Integrating artificial intelligence (AI) in radiology for early detection of tuberculosis (TB) is gradually gathering pace with several Indian health tech companies building deep learning models for screening and analysing abnormalities associated with the infectious disease.
Delhi-based independent non-profit organisation Wadhwani AI and Mumbai-based startup Qure.ai are among those that have started to build AI-based solutions for TB screening and detection.
While Wadhwani AI is working on the development and deployment of AI solutions in partnership with the union health ministry and agencies such as Central TB Division (CTD) and USAID, Qure.ai is looking to leverage deep learning technology to analyse chest radiographs and detect abnormalities associated with TB.
Studies suggest that AI algorithm-based TB screening can lead to a jump in notifications and help identify 30 to 40 per cent more incidental cases that would have been left undiagnosed in India, which already has a large share of the worldwide burden of the infectious disease.
Experts, however, believe that while the integration of AI models can help in early TB detection due to their ability to analyse medical images with enhanced precision, a permanent solution might still be far away.

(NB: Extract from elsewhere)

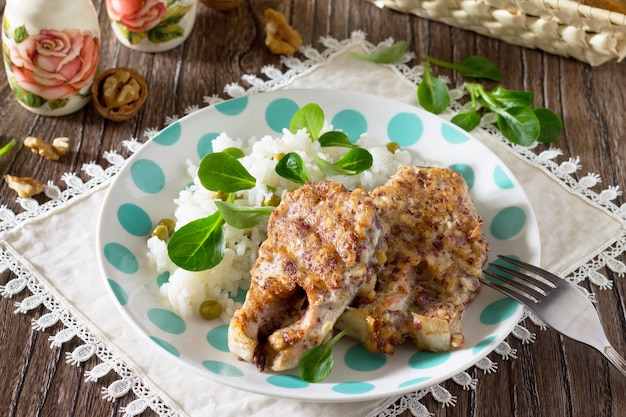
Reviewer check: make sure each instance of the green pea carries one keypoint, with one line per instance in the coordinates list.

Highlighting the potential of AI-based solutions in TB screening, Shibu Vijayan, Chief Medical Officer - Global Health, Qure.ai said that it could become the primary method for TB screening in the next five years as AI can help better predict individual and population-level vulnerability to TB.
“AI can analyse chest X-rays with high accuracy and identify signs of TB that may be missed by human radiologists. X-rays are very sensitive in detecting lung abnormalities even before symptoms like cough are present”, he said.
Speaking of their AI tools, Nakul Jain, director, products and programmes, Wadhwani AI said that their AI model employs advanced computer vision to automate the interpretation of Line Probe Assay (LPA) strips for diagnosing drug-resistant TB.
“Our AI tool named ‘Cough Against TB’ uses cough sounds and symptom data collected via a mobile app used by healthcare workers, enabling cost-effective and early TB detection”, Jain said.
A cough detector AI model validates that the audio recordings contain cough bouts. After successful verification, a cough-based TB classifier (AI model) predicts the TB likelihood score, while a tabular AI model also estimates the TB score based on the symptoms, their duration, and comorbidities.
“The outputs of these two models are combined into an ensemble AI model to predict whether the person is likely to have pulmonary TB,” Jain added.
Similarly, Qure.ai's qXR software can identify over 30 abnormalities in chest X-rays, providing detailed insights into the presence of TB and other lung diseases.
“qXR is capable of incidental case finding, helping to identify TB in populations undergoing X-rays for other reasons, thereby improving overall detection rates,” Vijayan said.
The solution has been deployed in over 90 countries and 2700 sites, scanning about a million chest X-rays annually, demonstrating its scalability and effectiveness, he said.
While AI solutions for screening TB hold tremendous promise, they can face common challenges due to data integration and variability in healthcare settings.
Jain said that some of the challenges from real-world deployment reveal patient refusal, often due to TB stigma, as a significant barrier, especially in convincing asymptomatic individuals to undergo testing.
“Additionally, in active case-finding settings, individuals may not share their symptoms properly, reducing the effectiveness of symptom-based screening”, he added.
Vijayan added that another challenge can be the proliferation of unregulated AI solutions. “As this is a new area, many AI products are available as open-source, free, or cheap options. However, many do not meet the standards set by the Government of India,” he said.
Jain adds that such issues are typical for any new technology and are being actively addressed through better frameworks, protocols, and continuous refinement.
“As these systems evolve and improve, we can expect more seamless integration and enhanced reliability across diverse healthcare environments,” Jain said.
While the technology is in its early validation stages, if successful, it could help identify individuals for X-ray screening, where AI can then identify probable TB cases for confirmatory testing.